Ils ont appris à planter la vigne en calculant sens du vent dominant et celui de la pente pour protéger aussi bien le végétal que le sol. Ils y ont souvent ajouté des haies comme autant de brise-vent ; des haies d’espèces à feuillage persistant (cyprès) côté est et ouest, des fruitiers à feuilles caduques (figuiers, amandiers…) côté sud pour laisser passer le soleil en hiver et donner de l’ombre en été. D’où ces paysages à l’aspect finement “brushé“ avec de longues lignes colorées selon les saisons qui se répondent de sud-est vers le nord-ouest éclairées de ces langues de verdure dressées à l’emporte-ciel.

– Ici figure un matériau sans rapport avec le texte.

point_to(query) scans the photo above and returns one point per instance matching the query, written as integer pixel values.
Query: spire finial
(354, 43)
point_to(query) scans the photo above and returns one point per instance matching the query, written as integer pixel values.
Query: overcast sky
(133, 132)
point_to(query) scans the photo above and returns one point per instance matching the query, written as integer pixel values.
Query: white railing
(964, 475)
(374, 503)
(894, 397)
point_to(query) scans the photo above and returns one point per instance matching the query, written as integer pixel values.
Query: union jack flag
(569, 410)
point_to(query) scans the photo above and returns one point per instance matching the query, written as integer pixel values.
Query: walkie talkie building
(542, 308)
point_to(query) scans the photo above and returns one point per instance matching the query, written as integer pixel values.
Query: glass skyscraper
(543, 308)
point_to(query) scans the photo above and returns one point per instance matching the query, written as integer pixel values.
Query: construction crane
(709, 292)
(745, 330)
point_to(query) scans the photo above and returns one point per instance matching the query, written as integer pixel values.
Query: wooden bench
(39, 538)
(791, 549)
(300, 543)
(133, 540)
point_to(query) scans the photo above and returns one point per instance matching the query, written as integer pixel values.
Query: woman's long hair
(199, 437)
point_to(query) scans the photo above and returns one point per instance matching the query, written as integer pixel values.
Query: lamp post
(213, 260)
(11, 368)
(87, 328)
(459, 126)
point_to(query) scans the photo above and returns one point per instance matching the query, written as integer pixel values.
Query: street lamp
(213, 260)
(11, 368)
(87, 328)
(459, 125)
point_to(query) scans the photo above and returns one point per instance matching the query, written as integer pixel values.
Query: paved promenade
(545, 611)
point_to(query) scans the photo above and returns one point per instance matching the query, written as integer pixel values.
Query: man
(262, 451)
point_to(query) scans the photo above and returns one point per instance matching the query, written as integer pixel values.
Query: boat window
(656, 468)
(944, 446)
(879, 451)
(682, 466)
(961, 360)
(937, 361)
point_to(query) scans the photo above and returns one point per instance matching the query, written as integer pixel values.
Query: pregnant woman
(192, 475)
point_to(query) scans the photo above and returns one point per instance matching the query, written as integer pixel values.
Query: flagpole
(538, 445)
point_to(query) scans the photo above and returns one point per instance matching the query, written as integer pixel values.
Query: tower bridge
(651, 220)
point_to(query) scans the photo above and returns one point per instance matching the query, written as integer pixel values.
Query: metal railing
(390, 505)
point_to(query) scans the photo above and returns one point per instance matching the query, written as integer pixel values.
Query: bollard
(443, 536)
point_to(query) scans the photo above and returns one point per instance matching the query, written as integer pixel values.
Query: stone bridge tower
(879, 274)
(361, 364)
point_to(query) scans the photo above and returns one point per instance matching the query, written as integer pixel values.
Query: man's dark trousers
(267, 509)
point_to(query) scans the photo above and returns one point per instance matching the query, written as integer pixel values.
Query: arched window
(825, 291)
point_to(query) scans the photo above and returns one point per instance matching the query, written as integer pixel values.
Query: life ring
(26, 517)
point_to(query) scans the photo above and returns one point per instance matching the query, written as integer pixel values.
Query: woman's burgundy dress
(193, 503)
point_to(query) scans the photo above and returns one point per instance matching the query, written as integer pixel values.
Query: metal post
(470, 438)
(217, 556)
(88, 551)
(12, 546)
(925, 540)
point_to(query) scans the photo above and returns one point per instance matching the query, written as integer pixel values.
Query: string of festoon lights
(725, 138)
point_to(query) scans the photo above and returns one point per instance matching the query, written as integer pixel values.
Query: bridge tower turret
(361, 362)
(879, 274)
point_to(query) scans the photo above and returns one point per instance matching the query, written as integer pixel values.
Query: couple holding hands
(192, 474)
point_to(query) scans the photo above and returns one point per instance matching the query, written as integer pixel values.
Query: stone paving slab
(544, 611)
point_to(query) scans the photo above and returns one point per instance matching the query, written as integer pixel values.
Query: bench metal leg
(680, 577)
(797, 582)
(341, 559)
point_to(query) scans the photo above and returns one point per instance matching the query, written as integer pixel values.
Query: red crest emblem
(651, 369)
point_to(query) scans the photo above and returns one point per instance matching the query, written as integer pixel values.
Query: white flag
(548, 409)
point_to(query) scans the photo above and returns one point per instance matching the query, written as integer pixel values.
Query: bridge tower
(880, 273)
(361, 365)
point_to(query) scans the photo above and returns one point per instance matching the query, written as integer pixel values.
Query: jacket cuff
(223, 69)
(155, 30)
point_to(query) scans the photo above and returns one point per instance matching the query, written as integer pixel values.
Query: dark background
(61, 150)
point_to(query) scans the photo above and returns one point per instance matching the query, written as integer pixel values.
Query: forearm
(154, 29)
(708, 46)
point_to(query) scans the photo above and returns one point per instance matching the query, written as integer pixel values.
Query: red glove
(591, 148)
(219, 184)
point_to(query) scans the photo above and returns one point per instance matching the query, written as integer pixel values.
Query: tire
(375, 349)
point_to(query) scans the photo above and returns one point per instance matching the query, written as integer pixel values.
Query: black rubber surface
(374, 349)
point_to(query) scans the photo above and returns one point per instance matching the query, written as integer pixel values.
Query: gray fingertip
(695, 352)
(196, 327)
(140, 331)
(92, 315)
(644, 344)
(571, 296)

ptittefeuille Au bon air des caves…

De même, l’orientation des caves n’est pas anodine : s’il faut se protéger des vents, il faut aussi s’en servir pour une ventilation et une climatisation naturelles. Les “fenestrons” ronds (ou demi-ovales) qui ornent souvent le haut des murs des caves, laissent passer l’air et réduisent l’entrée de la lumière. Car le vent poursuit son travail, même au chai et là aussi il faut s’adapter. La simple recension d’adages locaux le prouvent : “la lie remonte par vent Marin, alors que le Cers la plombe”, “le vin se pose moins quand le Marin souffle que quand c’est vent du nord” ; “les levures sont plus actives quand c’est Marin” ; Ainsi les vignerons comme tous artisans qui pétrissent les trésors de la Nature, ne travaillent pas de la même façon selon les vents qui ont une influence jusqu’au cœur des cuves.